PBO can allow you to micro-manage the onboard texture data, and, if done very cleverly, might provide improvements in case the driver was doing stupid things.

the driver is transfering at say 40 MB/second when it’s doing the swap to memory currently

Seems quite low.

You did not answer :
What is your VRAM size ?
And the size of each texture ?

Your hardware/target hardware, OS etc ?

But don’t expect high performance for out-of-GPU-core rendering…

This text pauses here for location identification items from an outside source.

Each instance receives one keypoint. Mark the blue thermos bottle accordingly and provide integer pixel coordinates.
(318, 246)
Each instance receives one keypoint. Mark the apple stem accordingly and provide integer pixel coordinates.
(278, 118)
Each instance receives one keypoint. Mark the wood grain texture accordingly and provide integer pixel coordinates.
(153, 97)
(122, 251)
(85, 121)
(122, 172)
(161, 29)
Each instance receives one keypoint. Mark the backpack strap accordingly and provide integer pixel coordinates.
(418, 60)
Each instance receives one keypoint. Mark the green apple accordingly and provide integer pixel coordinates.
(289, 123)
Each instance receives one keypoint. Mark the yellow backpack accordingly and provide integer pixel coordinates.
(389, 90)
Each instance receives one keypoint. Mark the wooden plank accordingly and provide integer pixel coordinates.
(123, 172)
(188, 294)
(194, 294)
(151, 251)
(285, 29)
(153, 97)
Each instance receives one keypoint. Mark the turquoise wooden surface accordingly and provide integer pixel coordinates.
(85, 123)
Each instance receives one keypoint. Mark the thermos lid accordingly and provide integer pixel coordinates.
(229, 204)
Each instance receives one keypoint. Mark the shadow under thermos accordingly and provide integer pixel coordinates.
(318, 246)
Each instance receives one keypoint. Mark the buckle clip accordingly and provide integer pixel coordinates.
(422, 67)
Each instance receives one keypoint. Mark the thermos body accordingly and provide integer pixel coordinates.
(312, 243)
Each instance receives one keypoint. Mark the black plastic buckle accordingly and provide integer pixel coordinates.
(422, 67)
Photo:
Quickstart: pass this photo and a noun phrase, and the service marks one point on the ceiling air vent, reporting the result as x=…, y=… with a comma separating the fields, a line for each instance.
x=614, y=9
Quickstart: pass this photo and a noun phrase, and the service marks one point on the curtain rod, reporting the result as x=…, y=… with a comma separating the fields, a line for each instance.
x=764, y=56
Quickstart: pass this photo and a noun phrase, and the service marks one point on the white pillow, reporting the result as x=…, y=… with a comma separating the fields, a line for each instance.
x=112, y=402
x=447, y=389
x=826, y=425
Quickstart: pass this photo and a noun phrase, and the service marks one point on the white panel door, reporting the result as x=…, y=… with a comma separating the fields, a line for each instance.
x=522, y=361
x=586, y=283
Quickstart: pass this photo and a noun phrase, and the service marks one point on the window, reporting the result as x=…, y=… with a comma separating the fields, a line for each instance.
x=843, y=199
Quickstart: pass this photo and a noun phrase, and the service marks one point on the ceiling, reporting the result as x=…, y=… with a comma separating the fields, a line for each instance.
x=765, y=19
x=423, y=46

imported_Budric · June 3, 2009, 9:19am

I’m developing on ATI Radeon 2400 Pro with 256M of VRAM. Each texture is 512x512x512 16 bit so 256 MB (unsigned short computer memory), internal storage when calling glTexImage3D is GL_LUMINANCE12 (was hoping to save some VRAM, because 12 bit is enough resolution for the data, but 8 is not). No target hardware, the performance measurements should help determine that.

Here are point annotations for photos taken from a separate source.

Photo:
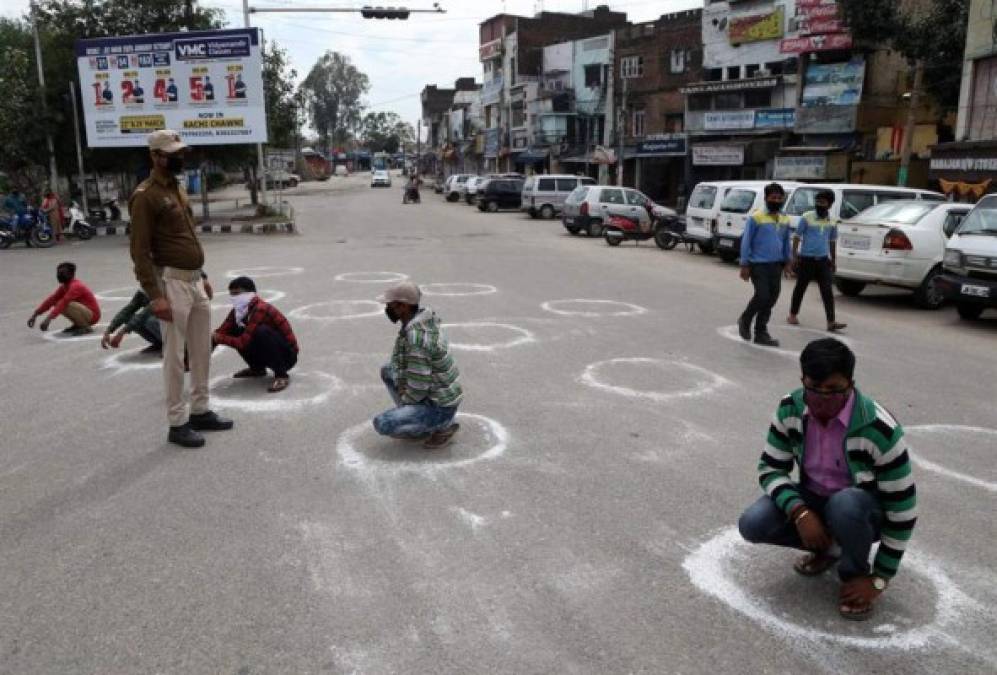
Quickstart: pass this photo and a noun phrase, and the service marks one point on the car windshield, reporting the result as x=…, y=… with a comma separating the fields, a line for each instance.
x=982, y=219
x=904, y=212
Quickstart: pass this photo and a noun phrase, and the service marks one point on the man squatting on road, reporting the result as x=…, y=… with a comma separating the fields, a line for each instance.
x=168, y=262
x=815, y=257
x=855, y=485
x=764, y=260
x=260, y=333
x=422, y=377
x=73, y=300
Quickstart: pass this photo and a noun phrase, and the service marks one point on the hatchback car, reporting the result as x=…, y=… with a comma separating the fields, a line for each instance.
x=898, y=243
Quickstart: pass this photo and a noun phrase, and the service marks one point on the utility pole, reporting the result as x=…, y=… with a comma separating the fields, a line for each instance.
x=53, y=175
x=911, y=126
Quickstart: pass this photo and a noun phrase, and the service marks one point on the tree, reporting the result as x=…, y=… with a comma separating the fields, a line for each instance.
x=333, y=90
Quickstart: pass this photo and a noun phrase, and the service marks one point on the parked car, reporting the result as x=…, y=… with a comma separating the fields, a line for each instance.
x=500, y=193
x=970, y=277
x=588, y=208
x=544, y=196
x=380, y=178
x=741, y=200
x=898, y=243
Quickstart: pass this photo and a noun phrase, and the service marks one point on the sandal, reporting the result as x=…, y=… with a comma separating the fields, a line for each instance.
x=813, y=564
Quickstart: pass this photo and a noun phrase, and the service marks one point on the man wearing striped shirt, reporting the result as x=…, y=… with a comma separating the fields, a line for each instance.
x=855, y=485
x=422, y=377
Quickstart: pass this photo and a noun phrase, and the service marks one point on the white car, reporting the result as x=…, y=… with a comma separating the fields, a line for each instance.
x=898, y=243
x=380, y=178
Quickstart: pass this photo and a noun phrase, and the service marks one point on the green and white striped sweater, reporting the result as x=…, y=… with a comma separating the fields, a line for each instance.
x=877, y=458
x=424, y=368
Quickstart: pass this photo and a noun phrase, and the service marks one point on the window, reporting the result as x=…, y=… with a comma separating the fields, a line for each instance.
x=758, y=98
x=631, y=67
x=853, y=202
x=593, y=75
x=611, y=196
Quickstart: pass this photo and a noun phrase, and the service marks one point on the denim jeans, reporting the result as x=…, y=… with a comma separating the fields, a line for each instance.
x=852, y=516
x=409, y=421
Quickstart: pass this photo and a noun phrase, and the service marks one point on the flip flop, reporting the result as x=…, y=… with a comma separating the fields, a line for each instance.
x=813, y=564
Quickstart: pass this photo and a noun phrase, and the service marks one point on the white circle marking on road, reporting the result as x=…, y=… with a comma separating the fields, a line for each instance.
x=711, y=381
x=371, y=277
x=709, y=568
x=351, y=457
x=523, y=336
x=990, y=486
x=458, y=289
x=264, y=272
x=267, y=402
x=622, y=308
x=306, y=311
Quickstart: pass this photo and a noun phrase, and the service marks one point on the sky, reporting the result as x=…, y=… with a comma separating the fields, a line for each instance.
x=399, y=57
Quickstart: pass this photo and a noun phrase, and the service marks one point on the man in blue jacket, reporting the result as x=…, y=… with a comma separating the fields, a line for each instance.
x=765, y=258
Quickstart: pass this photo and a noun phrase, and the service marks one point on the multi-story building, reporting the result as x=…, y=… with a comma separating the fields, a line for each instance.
x=511, y=54
x=967, y=167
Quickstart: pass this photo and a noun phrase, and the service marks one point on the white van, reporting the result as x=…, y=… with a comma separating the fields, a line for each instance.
x=544, y=195
x=741, y=200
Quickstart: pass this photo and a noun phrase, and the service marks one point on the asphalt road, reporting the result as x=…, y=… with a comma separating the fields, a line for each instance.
x=581, y=523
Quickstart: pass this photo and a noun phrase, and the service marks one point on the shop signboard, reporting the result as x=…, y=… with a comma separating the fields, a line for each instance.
x=718, y=155
x=206, y=85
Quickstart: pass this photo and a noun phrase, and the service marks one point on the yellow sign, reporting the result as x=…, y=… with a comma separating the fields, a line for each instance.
x=230, y=123
x=141, y=124
x=757, y=27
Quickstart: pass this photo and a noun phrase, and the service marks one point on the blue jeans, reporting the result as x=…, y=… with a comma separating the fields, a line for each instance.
x=852, y=516
x=409, y=421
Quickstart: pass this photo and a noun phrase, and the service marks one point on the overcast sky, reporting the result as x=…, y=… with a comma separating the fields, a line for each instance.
x=399, y=57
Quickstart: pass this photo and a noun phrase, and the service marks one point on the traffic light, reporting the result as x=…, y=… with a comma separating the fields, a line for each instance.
x=369, y=12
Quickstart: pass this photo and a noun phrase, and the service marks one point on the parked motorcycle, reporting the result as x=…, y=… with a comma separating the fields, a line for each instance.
x=31, y=227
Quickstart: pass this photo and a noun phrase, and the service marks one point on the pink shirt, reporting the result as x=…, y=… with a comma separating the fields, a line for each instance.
x=824, y=461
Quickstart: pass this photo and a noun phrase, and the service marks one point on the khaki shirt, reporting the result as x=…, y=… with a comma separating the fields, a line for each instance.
x=162, y=231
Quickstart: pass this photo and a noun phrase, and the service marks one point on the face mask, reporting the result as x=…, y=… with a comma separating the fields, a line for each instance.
x=826, y=407
x=174, y=163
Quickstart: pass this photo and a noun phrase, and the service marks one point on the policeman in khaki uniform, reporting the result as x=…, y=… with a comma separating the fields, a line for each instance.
x=168, y=260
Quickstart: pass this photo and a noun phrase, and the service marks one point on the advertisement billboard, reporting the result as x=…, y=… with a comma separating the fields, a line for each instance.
x=206, y=85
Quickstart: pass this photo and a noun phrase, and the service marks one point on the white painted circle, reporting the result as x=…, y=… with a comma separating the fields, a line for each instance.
x=267, y=402
x=352, y=309
x=710, y=383
x=458, y=289
x=731, y=333
x=421, y=462
x=268, y=294
x=709, y=569
x=521, y=336
x=577, y=308
x=371, y=277
x=264, y=272
x=989, y=485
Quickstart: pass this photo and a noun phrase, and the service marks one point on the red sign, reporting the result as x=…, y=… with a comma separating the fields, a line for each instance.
x=816, y=43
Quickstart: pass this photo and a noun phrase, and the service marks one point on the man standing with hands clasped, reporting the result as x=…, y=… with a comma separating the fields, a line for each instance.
x=168, y=265
x=764, y=260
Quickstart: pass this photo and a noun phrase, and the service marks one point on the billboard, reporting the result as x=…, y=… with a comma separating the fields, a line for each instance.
x=206, y=85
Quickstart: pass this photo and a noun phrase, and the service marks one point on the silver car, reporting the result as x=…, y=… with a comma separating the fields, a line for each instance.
x=588, y=208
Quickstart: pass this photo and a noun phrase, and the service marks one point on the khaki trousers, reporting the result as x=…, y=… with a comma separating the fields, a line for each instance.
x=190, y=327
x=79, y=314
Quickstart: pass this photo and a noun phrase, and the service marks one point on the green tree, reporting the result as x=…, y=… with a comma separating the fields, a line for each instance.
x=333, y=90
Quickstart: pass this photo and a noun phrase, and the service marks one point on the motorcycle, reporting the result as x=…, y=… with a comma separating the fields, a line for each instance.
x=31, y=227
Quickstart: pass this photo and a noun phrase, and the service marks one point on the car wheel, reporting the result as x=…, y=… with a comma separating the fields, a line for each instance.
x=849, y=287
x=928, y=295
x=969, y=312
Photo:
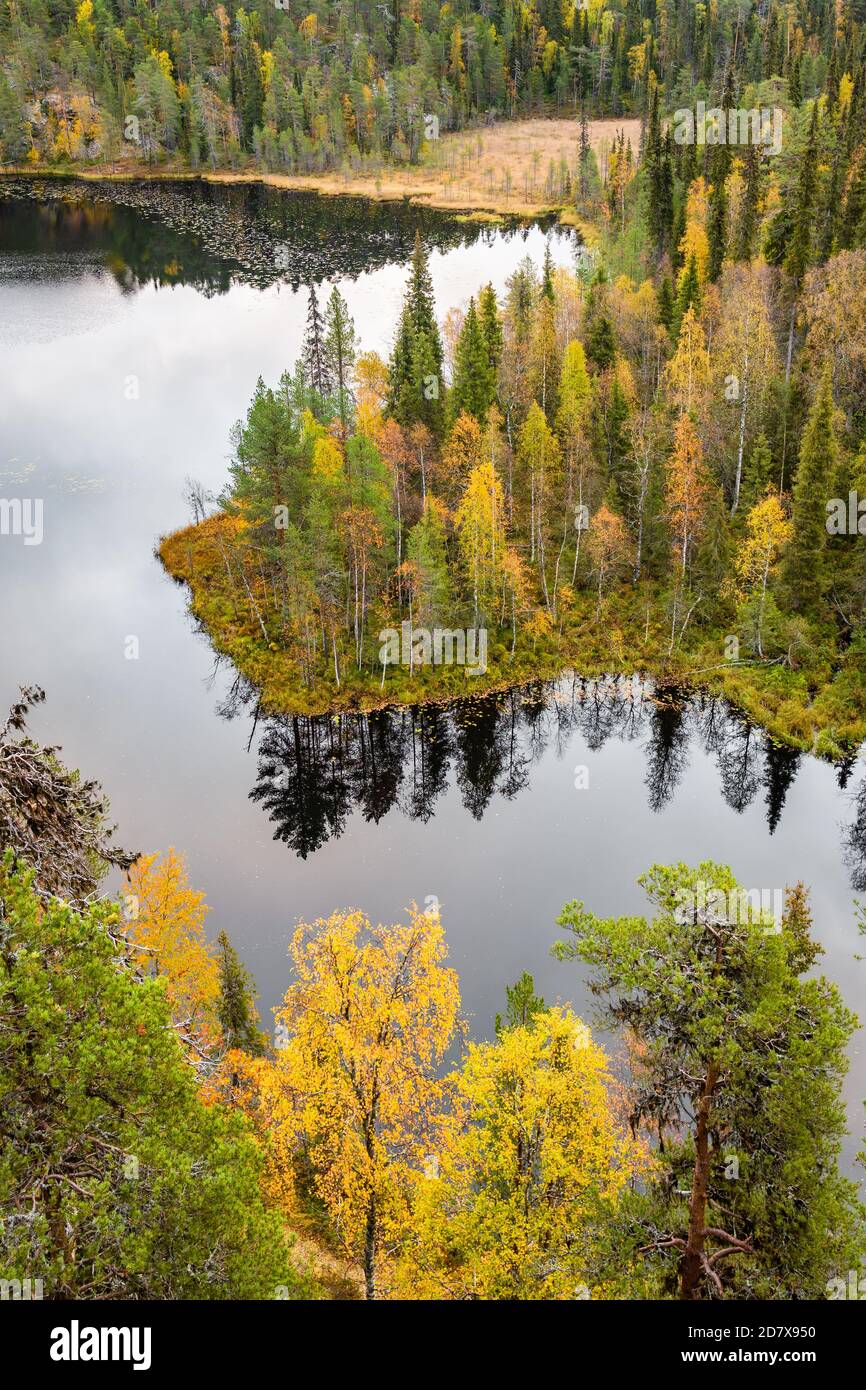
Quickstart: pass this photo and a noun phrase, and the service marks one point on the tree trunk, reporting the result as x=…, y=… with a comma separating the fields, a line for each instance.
x=692, y=1258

My code snippet that I"m timing is:


//Using my own GLSL shader
m_pSliceShader->useShaderProgram();
/*
Calls glActiveTextureARB() and glBindTexture if GL Texture initialize.  If not initialized calls glGenTextures and glTexImage3D()
*/
volumeData->glActivateTexture(GL_TEXTURE0_ARB);
m_pSliceShader->setUniform1i("volumeTexture", 0);
	
glDisable(GL_CULL_FACE);
glPolygonMode(GL_FRONT_AND_BACK, GL_FILL);
SW_RESTART();  //just a #define that uses a global timer variable
/**
This call uses some CPU but it's insignificant compared to what happens when glBegin(GL_TRIANGLE_FAN) call occurs.
*/
renderProxyGeometrySlices(viewVec,samplingRate,volumeData);	SW_ELAPSED_MSG("Render timer:");

The timed code takes anywhere from 3 to 4.8 seconds. So that’s 50 MB/s transfer. I should note that that piece of code gets called with alternating volumeData pointer. This is just a timing test I set up.

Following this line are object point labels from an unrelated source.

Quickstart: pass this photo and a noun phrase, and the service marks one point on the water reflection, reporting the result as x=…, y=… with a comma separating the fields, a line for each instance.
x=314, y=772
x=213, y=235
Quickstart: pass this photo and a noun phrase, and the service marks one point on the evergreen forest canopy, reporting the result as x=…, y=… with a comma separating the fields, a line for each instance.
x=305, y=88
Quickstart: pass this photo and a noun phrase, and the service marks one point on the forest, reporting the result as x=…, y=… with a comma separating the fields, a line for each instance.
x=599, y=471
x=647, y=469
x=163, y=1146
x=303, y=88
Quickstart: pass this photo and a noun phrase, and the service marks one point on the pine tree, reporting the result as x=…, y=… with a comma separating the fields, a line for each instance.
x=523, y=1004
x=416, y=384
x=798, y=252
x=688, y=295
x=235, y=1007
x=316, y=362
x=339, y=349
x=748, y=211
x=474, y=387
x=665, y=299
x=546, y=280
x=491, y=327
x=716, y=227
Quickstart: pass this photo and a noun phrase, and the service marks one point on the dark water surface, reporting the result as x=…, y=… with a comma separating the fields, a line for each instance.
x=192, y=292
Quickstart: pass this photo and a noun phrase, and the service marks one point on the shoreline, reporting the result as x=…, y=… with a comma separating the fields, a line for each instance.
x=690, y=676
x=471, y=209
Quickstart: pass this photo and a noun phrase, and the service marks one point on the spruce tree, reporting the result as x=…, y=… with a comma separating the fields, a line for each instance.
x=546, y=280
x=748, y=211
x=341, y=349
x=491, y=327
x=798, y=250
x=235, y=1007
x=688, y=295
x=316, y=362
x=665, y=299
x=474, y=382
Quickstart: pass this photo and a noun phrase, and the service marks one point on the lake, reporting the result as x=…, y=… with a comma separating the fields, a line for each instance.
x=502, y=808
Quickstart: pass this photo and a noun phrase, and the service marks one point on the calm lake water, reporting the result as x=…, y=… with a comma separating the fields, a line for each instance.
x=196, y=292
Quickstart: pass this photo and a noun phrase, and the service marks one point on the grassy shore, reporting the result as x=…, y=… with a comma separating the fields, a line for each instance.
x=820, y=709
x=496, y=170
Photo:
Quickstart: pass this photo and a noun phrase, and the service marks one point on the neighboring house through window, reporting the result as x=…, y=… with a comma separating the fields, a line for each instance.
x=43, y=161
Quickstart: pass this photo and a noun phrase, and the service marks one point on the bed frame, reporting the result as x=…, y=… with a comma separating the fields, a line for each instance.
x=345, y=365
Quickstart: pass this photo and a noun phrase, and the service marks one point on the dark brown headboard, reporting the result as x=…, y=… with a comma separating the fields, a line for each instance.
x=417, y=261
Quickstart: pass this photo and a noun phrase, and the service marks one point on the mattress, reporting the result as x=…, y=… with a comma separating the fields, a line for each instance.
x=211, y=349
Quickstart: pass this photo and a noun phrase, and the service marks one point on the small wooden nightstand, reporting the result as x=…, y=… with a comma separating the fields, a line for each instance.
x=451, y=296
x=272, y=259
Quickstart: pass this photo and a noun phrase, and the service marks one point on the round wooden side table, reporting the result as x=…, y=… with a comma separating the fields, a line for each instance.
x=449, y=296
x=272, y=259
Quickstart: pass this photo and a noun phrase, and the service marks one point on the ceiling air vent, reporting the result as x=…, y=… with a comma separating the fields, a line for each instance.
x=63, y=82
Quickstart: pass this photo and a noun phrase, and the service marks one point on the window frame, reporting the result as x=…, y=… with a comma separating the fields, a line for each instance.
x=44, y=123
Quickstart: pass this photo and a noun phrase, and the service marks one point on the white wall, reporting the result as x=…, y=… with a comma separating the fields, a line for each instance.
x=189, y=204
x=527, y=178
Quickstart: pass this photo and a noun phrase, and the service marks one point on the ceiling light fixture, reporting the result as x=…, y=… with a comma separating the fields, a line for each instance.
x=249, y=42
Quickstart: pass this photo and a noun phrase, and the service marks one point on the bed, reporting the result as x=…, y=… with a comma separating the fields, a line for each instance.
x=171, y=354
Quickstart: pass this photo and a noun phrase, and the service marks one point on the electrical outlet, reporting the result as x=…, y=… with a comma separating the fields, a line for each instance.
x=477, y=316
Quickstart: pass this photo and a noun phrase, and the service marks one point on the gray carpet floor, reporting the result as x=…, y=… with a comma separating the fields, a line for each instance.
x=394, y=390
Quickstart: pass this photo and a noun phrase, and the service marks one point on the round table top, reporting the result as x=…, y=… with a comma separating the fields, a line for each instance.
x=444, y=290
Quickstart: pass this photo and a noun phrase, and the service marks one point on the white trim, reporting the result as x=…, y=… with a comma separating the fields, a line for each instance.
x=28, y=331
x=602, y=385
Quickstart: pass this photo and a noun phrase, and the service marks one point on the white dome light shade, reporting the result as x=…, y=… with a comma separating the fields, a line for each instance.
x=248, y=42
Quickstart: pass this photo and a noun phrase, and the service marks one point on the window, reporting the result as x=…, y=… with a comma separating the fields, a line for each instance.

Bruce_Wheaton · June 5, 2009, 9:10pm

The speedup comes from minimizing the connection between the GPU and CPU. When a PBO texture transfer is started, the CPU can actually go about it’s job, and the GPU will get to it when it’s ready. With a normal texture upload, both the CPU and GPU need to stop what they’re doing and make the transfer. With your initial load, that would be fine, but if your images are too big for VRAM, and you need to dynamically upload smaller PBOs to re-stitch later, you get a nice (potential) speedup with almost no extra code.

Bruce

Bruce_Wheaton · June 5, 2009, 9:14pm

Oh, I should also note that once you’re breaking things down, you shouldn’t pick texture format based on memory - which really doesn’t help you anyway, the driver will be converting to something else on the fly then uploading and storing however it likes, and focus on transfer speed. There’s an app called transfer bench that lets you do a suite of tests. It’s often best to tell the GPU you’re sending 8-bit BGRA or 16-bit RGBA and then work it the way you want in a shader.

Bruce

Edit: why am I still a newbie? That’s lame.

imported_Budric · June 8, 2009, 7:03am

Thanks Bruce. I will try that application out.